WebNovels

Chapter 3 - Little Star

You come into the world blind, wet, and squeaking, one small body among many in a warm pile of fur and milk-scent.

The den is dark and safe, dug deep beneath the roots of an ancient pine somewhere in the northern Rockies. Your mother's heartbeat is the first rhythm you ever know; your father's low, rumbling growl is the second. When his huge shadow fills the entrance, the whole litter wriggles toward him, tiny tails wagging so hard they blur.

You are the runt at first, but you are fast and clever. Your mother names you nothing wolves have no words, but she knows you by the white blaze on your chest that looks like a shooting star. Your siblings call you Little Star when they learn to play-growling.

Mother teaches you everything with teeth and patience:

- How to pounce on a grasshopper and miss a hundred times before you succeed.

- How to read the wind so the deer never smell you coming.

- How to tuck your tail and show your throat when Father disciplines, but never to fear him, because his anger is always fair and always brief.

Father teaches you the borders. He takes you and your stronger brothers on long patrols once your legs stop wobbling.
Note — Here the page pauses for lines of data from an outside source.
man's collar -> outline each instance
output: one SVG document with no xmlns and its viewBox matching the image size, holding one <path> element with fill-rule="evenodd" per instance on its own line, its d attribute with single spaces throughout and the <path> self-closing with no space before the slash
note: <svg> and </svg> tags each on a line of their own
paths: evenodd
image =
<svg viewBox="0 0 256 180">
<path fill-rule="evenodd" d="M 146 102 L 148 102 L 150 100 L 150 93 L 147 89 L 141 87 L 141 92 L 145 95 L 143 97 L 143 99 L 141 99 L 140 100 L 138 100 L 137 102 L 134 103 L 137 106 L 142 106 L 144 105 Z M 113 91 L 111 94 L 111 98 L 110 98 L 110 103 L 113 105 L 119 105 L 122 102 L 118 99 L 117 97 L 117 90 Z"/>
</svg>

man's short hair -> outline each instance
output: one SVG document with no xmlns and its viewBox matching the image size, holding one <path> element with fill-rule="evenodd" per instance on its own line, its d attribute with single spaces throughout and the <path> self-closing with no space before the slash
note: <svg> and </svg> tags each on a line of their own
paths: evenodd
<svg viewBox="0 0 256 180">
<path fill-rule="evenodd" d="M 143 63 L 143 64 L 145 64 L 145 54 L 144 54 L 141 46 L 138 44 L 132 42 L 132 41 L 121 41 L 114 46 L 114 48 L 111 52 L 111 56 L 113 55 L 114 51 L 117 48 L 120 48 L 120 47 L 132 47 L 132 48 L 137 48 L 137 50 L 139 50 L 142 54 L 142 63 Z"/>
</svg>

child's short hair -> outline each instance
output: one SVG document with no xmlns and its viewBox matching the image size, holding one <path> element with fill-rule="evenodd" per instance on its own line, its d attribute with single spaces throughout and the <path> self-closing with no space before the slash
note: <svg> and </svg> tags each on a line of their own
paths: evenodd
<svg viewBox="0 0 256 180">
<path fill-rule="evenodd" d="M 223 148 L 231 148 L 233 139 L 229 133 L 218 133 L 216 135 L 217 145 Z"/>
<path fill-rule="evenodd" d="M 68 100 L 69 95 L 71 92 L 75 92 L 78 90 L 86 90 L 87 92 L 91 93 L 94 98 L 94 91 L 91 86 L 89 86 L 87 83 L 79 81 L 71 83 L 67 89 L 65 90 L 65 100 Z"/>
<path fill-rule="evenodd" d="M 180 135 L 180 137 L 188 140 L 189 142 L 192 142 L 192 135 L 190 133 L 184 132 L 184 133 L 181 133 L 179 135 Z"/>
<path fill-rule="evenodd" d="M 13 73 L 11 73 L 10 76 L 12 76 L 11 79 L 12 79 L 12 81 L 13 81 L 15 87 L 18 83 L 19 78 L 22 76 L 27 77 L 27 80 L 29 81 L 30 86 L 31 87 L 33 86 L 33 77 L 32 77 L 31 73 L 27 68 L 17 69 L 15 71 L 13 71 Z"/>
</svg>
He shows you where the cougar's scratch marks are fresh, where the elk yard in winter, where the two-legs leave their strange metal boxes that smell of salt and death. He lets you walk in his exact pawprints through the snow so you learn the rhythm of an alpha's stride.

By your first winter you are no longer the runt. You bring down your first mule-deer doe beside your mother, teeth locked on her throat while she kicks the snow red. That night the pack sings so loud the stars seem to shake loose from the sky. Your father licks the blood from your muzzle and rumbles approval so deep it vibrates in your bones.

Years roll by like seasons.

You grow into a big, silver-black wolf with your mother's amber eyes and your father's massive shoulders. You become the pack's best stalker, the one they send ahead when the elk are wary. You take a mate, a swift grey female with a torn ear and a laugh in her voice. You sire litters of your own. You teach your pups the same lessons under the same pine that watched you born.

Your father grows grey around the muzzle, then white. One spring he cannot keep up on the hunt. He lies beneath the pine and watches the pack leave without him for the first time. When you return with meat, he eats only a little, then nudges the rest toward the pups. That night he sings once, long and low, a song that says I love you, I am proud, I am ready.

In the morning he is gone. You find him curled peacefully at the base of the pine, snow just starting to cover his fur like a blanket. The pack howls for three days. You lead it, voice breaking into the cold sky until it hurts.

Your mother follows him two winters later, curled in the same spot. She dies while the northern lights dance green fire above the den, as if the sky itself came to carry her home.

You become the old wolf now. Your hips ache when the weather turns, your muzzle is frosted, but the pack still looks to you. You teach the youngest how to read the wind, how to tuck their tails, how to sing.

One early spring evening you feel the tug again, that same gentle pull behind the ribs you felt as an old man on a Texas porch.

You limp out to the pine one last time. The pack is away chasing a limping elk. Perfect. You want to leave quietly, the way your father did.

You circle three times in the soft needles, lie down, and rest your head on your paws. The white blaze on your chest catches the last ray of sunset, shining like the shooting star you were named for.

You think of every life: the cruel estate, the train jumping boy, the man who built a restaurant out of hope, and now this, the wolf who ran free under endless skies.

All of them were yours.

All of them were enough.

The wind smells of pine and snow and distant elk. Somewhere a pup yips in its sleep. Far away, your grown daughter lifts her voice in the evening song.

You close your amber eyes.

And for the final time, Little Star runs toward whatever waits beyond the trees, tail high, heart wide open, unafraid.

The pack will find you in the morning, curled beneath the pine with your parents, covered in gentle snow.

They will sing again, long and mournful and proud, and the forest will carry the sound all the way to the stars.

Safe travels, old soul.

See you on the next turn of the wheel.